Деррыбье потерял терпение.
– Пожалуйста, скажи, где Хирут. Ее жизнь в опасности? – произнес он медленно, боясь сорваться на крик.
– Ну как я могу тебе сказать, где она?
– Почему не можешь?
– Потому что, спасая ее жизнь, я тем самым подставлю под угрозу жизнь других.
– Мальчишество! Неужели тебе не понятно, что идет борьба не на жизнь, а на смерть? Мы не жаждем крови. Не убиваем без разбора, кого попало. Но приходится отвечать пулей на пулю, иначе нас всех перестреляют.
– Я не хочу кровопролития. Если ты пойдешь выручать Хирут, много людей погибнет. Ты не знаешь Лаике. Это дьявол.
– Кто? Что ты сказал? Лаике?
– Она с ним. Он так просто не сдастся. Будет драться до последнего. Все ему подчиняются беспрекословно. Если бы я был такой, как он!.. Но я не такой! Я трус.
– Тесемма, ты не трус. Ты правильно поступил, что пришел сюда. Но есть одна вещь, которой ты не понимаешь. Ты вот сказал, что Лаике дьявол, что ты хотел бы быть таким, как он. А ты знаешь, скольким людям он вынес приговор? В опасности не только Хирут, но и многие другие невинные. Ты понимаешь меня? Сколько наших товарищей из кебеле погибло! Сегодня утром храбрейший человек, командир отряда защиты революции Лаписо, был убит рядом с вашим домом. А ты говоришь – «Не хочу кровопролития». В нашем районе активно действуют террористы из ЭНРП. Дело приобретает очень серьезный оборот. Пока мы их не обезвредим, над жизнью многих людей будет витать тень смерти. А ты?..
– Твоей жизни угрожает опасность, – перебил его Тесемма. – Сегодня убили Лаписо. Завтра наступит твой черед.
– Не исключено.
– И ты не боишься?
– Почему не боюсь? Боюсь. Но у меня есть святая цель. Ради нее я готов принять смерть.
– Если бы у меня была цель, ради которой стоит умереть, я был бы счастлив. Но у меня ее нет. Я живу пустой жизнью. – Тесемма печально склонил голову.
– У тебя будет такая цель. Дай только срок. Тогда и твоя жизнь будет осмысленной, и умирать тебе не захочется.

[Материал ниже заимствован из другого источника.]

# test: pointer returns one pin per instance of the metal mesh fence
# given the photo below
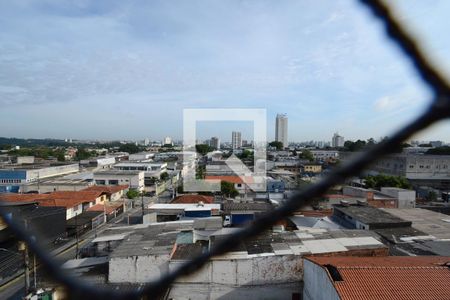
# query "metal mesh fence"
(438, 109)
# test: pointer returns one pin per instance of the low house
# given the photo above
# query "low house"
(84, 222)
(312, 168)
(112, 192)
(74, 202)
(366, 217)
(174, 211)
(110, 209)
(133, 179)
(189, 198)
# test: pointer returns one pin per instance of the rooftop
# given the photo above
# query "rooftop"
(188, 198)
(370, 215)
(430, 222)
(229, 207)
(231, 179)
(106, 189)
(397, 278)
(116, 172)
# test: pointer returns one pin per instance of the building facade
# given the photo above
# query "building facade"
(337, 141)
(281, 129)
(236, 140)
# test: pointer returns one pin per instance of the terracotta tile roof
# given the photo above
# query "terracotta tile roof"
(400, 278)
(106, 189)
(232, 179)
(22, 197)
(193, 199)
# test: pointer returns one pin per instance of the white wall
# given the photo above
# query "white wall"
(137, 269)
(316, 283)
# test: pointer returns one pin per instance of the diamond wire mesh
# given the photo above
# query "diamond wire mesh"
(438, 110)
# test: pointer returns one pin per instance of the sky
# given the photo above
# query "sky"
(127, 69)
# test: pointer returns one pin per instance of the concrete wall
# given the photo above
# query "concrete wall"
(317, 284)
(137, 269)
(223, 292)
(261, 270)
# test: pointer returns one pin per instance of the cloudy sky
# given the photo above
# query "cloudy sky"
(127, 69)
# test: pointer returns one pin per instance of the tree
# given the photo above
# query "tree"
(306, 154)
(203, 149)
(164, 176)
(382, 180)
(132, 193)
(276, 144)
(227, 189)
(444, 150)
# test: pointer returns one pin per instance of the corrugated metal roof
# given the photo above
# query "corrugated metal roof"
(400, 278)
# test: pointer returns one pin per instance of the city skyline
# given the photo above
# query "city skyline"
(115, 67)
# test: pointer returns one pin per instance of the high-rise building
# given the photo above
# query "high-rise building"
(215, 143)
(236, 141)
(337, 141)
(281, 129)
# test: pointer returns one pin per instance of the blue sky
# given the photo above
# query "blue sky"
(127, 69)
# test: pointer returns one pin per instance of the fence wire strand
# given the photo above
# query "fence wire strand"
(438, 110)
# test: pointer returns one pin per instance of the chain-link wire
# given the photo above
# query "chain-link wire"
(438, 110)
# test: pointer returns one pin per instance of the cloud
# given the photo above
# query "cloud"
(323, 63)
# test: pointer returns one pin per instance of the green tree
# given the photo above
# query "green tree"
(132, 194)
(82, 154)
(276, 144)
(203, 149)
(306, 154)
(227, 189)
(354, 146)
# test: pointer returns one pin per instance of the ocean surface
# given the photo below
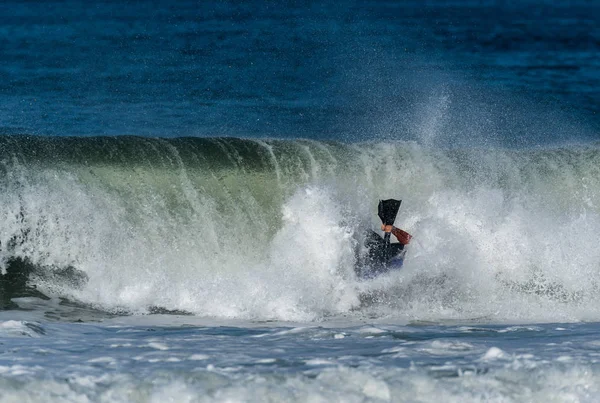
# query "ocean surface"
(185, 187)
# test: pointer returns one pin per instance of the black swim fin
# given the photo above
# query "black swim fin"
(388, 209)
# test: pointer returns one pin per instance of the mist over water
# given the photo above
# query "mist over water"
(270, 229)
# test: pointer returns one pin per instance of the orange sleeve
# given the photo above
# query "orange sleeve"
(403, 236)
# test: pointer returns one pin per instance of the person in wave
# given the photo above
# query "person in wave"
(382, 254)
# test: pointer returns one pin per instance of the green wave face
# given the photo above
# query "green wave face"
(230, 227)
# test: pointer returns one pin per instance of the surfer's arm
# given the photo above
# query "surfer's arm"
(402, 236)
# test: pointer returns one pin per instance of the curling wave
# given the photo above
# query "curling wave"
(267, 229)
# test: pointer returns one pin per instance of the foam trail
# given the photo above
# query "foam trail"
(246, 229)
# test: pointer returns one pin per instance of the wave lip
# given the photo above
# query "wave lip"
(270, 229)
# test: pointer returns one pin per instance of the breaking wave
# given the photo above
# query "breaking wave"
(269, 229)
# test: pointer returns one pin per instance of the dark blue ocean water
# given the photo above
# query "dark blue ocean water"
(152, 268)
(513, 73)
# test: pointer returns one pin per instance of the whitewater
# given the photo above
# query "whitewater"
(186, 188)
(223, 269)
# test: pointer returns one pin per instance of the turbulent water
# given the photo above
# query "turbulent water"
(270, 229)
(215, 255)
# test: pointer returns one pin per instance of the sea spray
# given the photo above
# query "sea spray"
(271, 229)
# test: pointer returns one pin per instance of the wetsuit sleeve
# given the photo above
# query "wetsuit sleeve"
(403, 236)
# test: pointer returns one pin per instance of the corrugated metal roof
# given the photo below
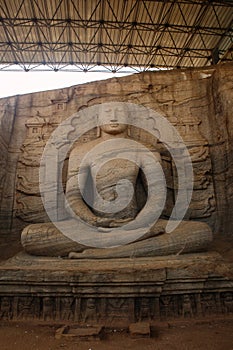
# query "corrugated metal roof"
(114, 35)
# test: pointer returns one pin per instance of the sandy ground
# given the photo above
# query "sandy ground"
(191, 335)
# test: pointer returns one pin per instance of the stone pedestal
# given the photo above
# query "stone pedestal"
(115, 291)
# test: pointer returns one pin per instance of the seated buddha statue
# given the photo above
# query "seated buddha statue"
(92, 182)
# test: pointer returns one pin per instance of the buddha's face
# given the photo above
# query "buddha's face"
(113, 119)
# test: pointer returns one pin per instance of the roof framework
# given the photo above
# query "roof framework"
(114, 35)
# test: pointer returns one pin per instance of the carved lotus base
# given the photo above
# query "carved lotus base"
(115, 291)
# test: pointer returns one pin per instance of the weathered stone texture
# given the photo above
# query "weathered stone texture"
(198, 102)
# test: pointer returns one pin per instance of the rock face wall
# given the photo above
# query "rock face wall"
(198, 102)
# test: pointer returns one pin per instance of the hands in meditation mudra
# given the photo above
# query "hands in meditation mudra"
(97, 184)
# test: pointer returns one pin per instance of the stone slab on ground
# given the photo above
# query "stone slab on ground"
(139, 330)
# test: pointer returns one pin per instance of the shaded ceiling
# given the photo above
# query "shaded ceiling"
(114, 35)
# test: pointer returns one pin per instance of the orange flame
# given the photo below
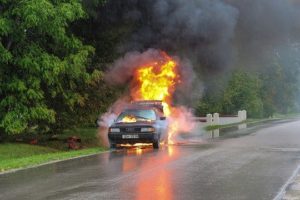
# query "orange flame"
(158, 81)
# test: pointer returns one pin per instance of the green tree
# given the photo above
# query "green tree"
(42, 64)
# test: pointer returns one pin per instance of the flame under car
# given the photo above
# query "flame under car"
(141, 124)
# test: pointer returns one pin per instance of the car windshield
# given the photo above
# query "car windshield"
(131, 116)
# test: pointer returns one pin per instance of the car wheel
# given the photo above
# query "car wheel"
(155, 144)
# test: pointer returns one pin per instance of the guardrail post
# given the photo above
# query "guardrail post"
(244, 115)
(209, 119)
(216, 119)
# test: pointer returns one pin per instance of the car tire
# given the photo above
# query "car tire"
(155, 144)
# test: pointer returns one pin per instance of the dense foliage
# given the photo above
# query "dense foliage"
(43, 66)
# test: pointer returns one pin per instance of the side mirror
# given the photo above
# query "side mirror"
(162, 118)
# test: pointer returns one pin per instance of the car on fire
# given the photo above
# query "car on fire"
(141, 122)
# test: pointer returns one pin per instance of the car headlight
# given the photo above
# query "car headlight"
(114, 130)
(148, 129)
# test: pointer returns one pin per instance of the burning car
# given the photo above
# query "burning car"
(142, 122)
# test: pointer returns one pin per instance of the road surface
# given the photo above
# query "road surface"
(257, 165)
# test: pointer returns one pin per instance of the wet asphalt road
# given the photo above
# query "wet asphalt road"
(254, 166)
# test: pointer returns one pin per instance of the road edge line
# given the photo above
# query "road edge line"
(283, 189)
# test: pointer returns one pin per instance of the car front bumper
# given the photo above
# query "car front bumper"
(132, 138)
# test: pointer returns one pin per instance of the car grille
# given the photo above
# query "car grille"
(130, 129)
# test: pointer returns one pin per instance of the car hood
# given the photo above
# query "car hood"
(134, 124)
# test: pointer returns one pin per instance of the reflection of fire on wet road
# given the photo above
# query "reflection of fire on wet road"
(159, 181)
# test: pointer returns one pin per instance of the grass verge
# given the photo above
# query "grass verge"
(14, 155)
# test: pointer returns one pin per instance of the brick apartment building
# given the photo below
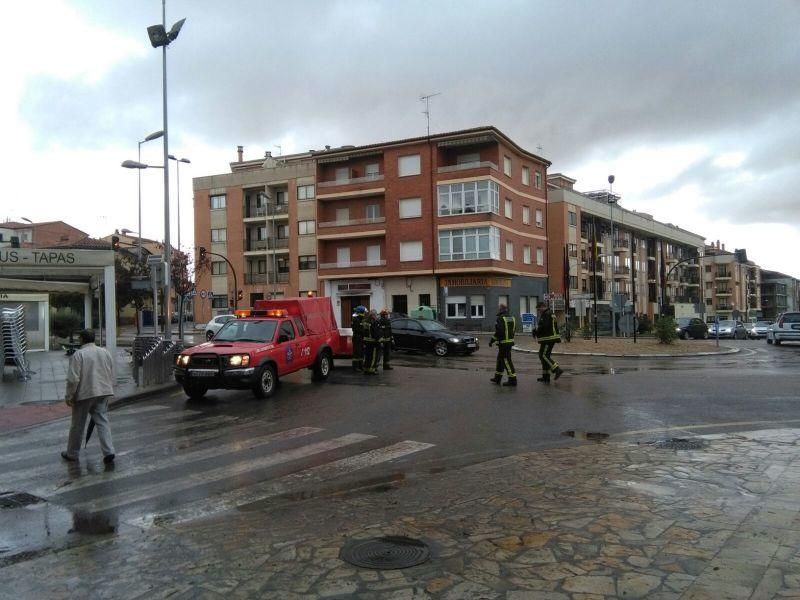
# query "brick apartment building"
(642, 255)
(456, 221)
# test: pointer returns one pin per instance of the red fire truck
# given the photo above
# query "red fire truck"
(273, 339)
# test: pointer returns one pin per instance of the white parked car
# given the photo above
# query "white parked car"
(215, 324)
(785, 329)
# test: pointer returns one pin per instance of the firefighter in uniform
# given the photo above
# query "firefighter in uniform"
(372, 335)
(504, 329)
(386, 338)
(547, 335)
(358, 338)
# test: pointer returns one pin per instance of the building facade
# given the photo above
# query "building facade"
(641, 266)
(455, 221)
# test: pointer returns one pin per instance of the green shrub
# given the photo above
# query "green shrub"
(65, 323)
(664, 330)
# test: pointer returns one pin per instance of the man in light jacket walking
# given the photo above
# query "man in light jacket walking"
(90, 383)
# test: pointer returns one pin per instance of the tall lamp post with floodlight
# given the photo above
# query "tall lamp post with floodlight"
(161, 38)
(153, 136)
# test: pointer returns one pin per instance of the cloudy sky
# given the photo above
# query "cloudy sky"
(694, 106)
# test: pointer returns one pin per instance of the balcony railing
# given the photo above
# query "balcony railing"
(268, 244)
(255, 278)
(353, 264)
(264, 211)
(367, 179)
(466, 166)
(349, 222)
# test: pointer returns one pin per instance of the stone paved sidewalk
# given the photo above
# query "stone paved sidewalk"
(618, 519)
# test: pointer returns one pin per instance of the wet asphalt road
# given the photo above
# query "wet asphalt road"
(180, 460)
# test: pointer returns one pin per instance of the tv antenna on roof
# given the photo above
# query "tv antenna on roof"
(427, 112)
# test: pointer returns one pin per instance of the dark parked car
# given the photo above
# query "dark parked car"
(729, 329)
(691, 328)
(430, 336)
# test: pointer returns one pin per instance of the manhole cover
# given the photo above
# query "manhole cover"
(17, 499)
(390, 552)
(680, 444)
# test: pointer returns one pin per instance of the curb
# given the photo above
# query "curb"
(682, 355)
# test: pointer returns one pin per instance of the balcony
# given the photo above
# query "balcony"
(270, 210)
(256, 278)
(353, 264)
(268, 244)
(351, 181)
(467, 166)
(350, 222)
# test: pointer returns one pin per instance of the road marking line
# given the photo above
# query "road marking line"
(176, 459)
(256, 493)
(45, 447)
(122, 498)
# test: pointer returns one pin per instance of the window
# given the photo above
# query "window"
(286, 331)
(477, 306)
(474, 158)
(456, 307)
(219, 302)
(471, 197)
(410, 251)
(410, 207)
(408, 165)
(305, 227)
(469, 244)
(343, 257)
(305, 192)
(307, 262)
(217, 202)
(373, 255)
(400, 304)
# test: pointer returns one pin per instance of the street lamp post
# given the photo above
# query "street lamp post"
(161, 38)
(611, 201)
(153, 136)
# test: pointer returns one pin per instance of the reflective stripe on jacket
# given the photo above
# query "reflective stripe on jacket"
(504, 329)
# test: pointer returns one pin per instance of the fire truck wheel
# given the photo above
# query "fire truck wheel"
(265, 385)
(322, 368)
(195, 392)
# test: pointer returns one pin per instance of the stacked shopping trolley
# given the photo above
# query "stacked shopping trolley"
(13, 342)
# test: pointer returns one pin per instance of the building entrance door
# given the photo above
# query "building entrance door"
(348, 304)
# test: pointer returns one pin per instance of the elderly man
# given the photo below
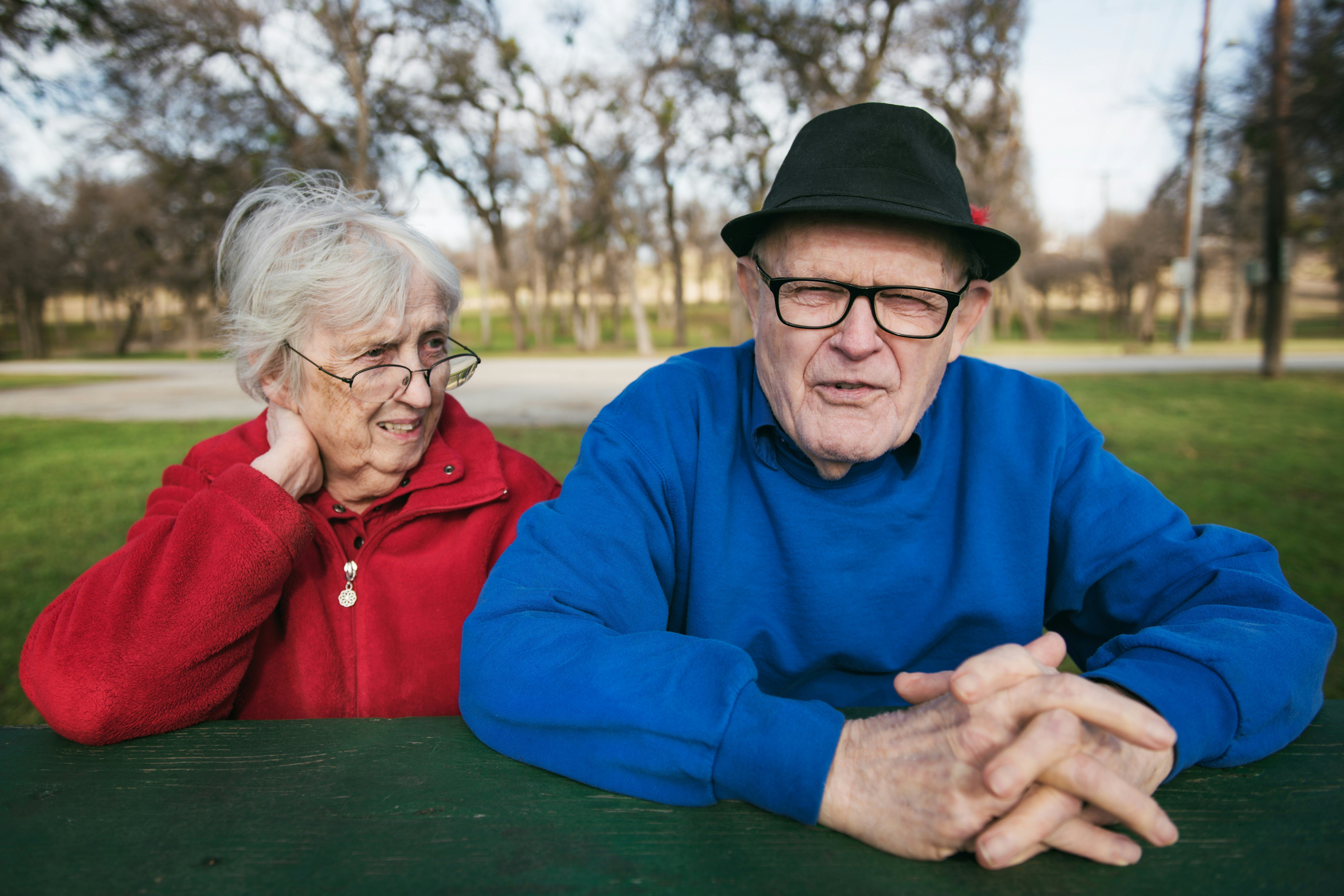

Тесемма поднял голову и, внимательно глядя на Деррыбье, произнес:
– Ты знаешь, почему твоей жизни угрожает опасность?
– Ясно почему.
– Нет, не ясно. Дело в том, что тебя боится Хирут!
– Хирут боится меня?
– Да, подозревает, что ты догадываешься о нашей принадлежности к ЭНРП. А тут еще тебя избрали председателем кебеле… Можешь себе представить, как она перепугалась? Сразу связалась с Лаике, настаивала на том, чтобы тебя… ну, ты понимаешь. Теферра, который тебя к ней ревнует, поддержал Хирут. Я возражал, но они разве послушают! В общем, я оказался заодно с ними.
– Так… Значит, Лаике возглавляет подпольную ячейку ЭНРП в нашем районе, а вы трое состоите ее членами?!
Тесемма кивнул.
– Вот это уже хуже. Нет бы тебе раньше обо всем мне рассказать. Ну ладно, лучше поздно, чем никогда. Я люблю Хирут, и она об этом знает. Но, как говорит одна моя знакомая, – он вспомнил слова Фынот, – любовь к родине и революции сильнее всех чувств. Хирут права, считая меня своим врагом. Пока она выступает против революции, я вынужден подавить в себе любовь к ней. Тесемма, ты раскаялся. Я уверен, Хирут тоже раскается, но ей надо помочь выбраться из логова контрреволюционеров. Если ты укажешь место, где сейчас находится Хирут, мы сможем спасти ее от гибели. Я хочу, чтобы она жила.
– Так чего же мы ждем? Пошли, – сказал Тесемма.